微々たる事

 

僅かな変化に気付いた

 

勇猛果敢な青年

 

拙者より大きい存在

 

なのに、

 

この時は小さく見えた

 

 

「忠勝」

 執務を終え屋敷に帰宅しようとした時、忠勝に出会う。忠勝は調練の帰りのようだ。

「忠世殿も帰りなのですか?」

 少し礼に欠ける部分があるが、自国に関しては礼を弁えているようだ。よく作左殿に叱られている姿が見える。私より体格が大きくなってもそれは変わらないようだ。思い出すと笑ってしまいたくなる。

「何が可笑しいのです?」

 そういうところが子供なのだ。

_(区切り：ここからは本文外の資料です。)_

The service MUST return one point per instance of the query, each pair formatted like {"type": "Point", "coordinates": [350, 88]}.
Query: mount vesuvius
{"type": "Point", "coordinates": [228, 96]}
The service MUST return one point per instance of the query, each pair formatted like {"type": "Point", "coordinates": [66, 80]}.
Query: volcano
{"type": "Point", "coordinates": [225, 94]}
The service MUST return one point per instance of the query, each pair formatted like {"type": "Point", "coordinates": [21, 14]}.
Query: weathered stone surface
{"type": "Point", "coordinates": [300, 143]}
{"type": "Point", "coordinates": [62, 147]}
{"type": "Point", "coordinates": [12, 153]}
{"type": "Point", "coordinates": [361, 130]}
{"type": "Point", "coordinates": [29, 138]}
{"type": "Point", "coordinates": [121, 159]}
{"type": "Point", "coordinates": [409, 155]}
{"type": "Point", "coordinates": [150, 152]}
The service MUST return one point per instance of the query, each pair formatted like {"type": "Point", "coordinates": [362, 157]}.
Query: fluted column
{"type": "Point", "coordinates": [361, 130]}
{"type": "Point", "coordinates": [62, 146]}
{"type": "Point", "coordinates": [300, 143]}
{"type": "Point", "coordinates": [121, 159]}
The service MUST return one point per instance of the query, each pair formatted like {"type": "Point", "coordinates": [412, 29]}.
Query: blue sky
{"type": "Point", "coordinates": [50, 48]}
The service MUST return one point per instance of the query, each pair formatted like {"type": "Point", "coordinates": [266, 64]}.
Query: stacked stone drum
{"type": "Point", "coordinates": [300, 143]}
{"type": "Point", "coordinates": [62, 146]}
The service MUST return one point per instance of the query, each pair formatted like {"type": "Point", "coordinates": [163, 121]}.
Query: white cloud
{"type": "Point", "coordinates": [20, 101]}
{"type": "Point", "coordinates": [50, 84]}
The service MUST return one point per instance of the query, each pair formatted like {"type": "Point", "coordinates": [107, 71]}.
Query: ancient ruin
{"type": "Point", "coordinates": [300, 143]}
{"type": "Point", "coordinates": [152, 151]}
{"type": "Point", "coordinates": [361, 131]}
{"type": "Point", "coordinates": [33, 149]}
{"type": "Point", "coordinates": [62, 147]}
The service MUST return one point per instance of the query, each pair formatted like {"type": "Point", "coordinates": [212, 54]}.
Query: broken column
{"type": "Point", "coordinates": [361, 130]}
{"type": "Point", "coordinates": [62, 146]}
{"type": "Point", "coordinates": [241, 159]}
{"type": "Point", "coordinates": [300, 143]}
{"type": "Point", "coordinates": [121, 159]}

もっとも、そんな姿を見せる事は他の者にはないだろう。

「何でもない。途中まで帰り道が一緒だ。共に帰るとしよう」

「それもそうですな」

 共に道を歩く。他愛のない話をした。主に子育ての事だ。私には息子がいる。忠勝にも娘がいる。その為、子供についての話に夢中になる。娘が強くなり過ぎると、嘆いているように見えるが、愉しそうだ。愉しそうだが、どこか影がある。

「なぁ、忠勝」

「何か?」

「何かあったのか?」

 忠勝の足が止まる。

「何でもありませぬ」

 忠勝は嘘をついている。笑っていない。本当に何もなければ笑う筈だ。

「嘘だな。私に言えない事か?」

 俯いてしまう忠勝。猛将と謳われている男には見えなかった。

「・・・失恋しました」

「お、お前。奥方がいるであろう」

 思わず動揺してしまう。奥方がいるにも関わらず別の女を好いてしまったのか。側室を入れるなら殿の許可を得なければならないだろう。

「女ではなく・・・男です」

 また仰天してしまう。男・・・誰なのかすぐ想像がつく。恐らく恋人は忠勝の親友を選んだのだろう。これは確かに周りには言いにくいだろう。

「そうか。私は男に興味がないからわからぬが、もう忘れろ」

 そう忘れるものではないか。返事をしない。無論、仕方がない。私に言える事はそれしかない。

「もし、私でよければ話し相手にはなるぞ。恋に疎いが、話だけなら聞ける」

 私に出来る事はこの位だ。

「わかりました」

 それ以来何も話さない。武勇があるこの男でも、失恋の傷を癒すにはしばらく時間がいるだろう。

「俺の屋敷はここなので」

 気がつけば、もう着いていた。長いようで短い距離だったような気がする。

「わかった・・・明日、ここに来ても良いだろうか?」

 驚いている。それもそうだ。そんなに親しくもない者にいきなり屋敷に出向いて良いかと言われれば戸惑うものだ。 

「嫌なら構わん。これは命令ではないからな。拒否しても構わん」

「構いません。良いおもてなしは出来ませんが・・・」

「良い。お前と直に語りたいだけだ」

 嫌ではなさそうだ。だが、表情が和らいでいるように見える。微々たる事だが。

「ではな」

 私・・・拙者は再び道を歩いた。帰る為にだ。それにしても、拙者は何故、忠勝の屋敷に来ると言ったのだろうか。一瞬、考えてみた。答えはすぐに出た。


小さく見えたからだ

どこか脆く、そして淋しそうに見えた

だから、放っておけないのだ

 

もう辺りは暗くなっていた。急いで己の屋敷に戻っていった。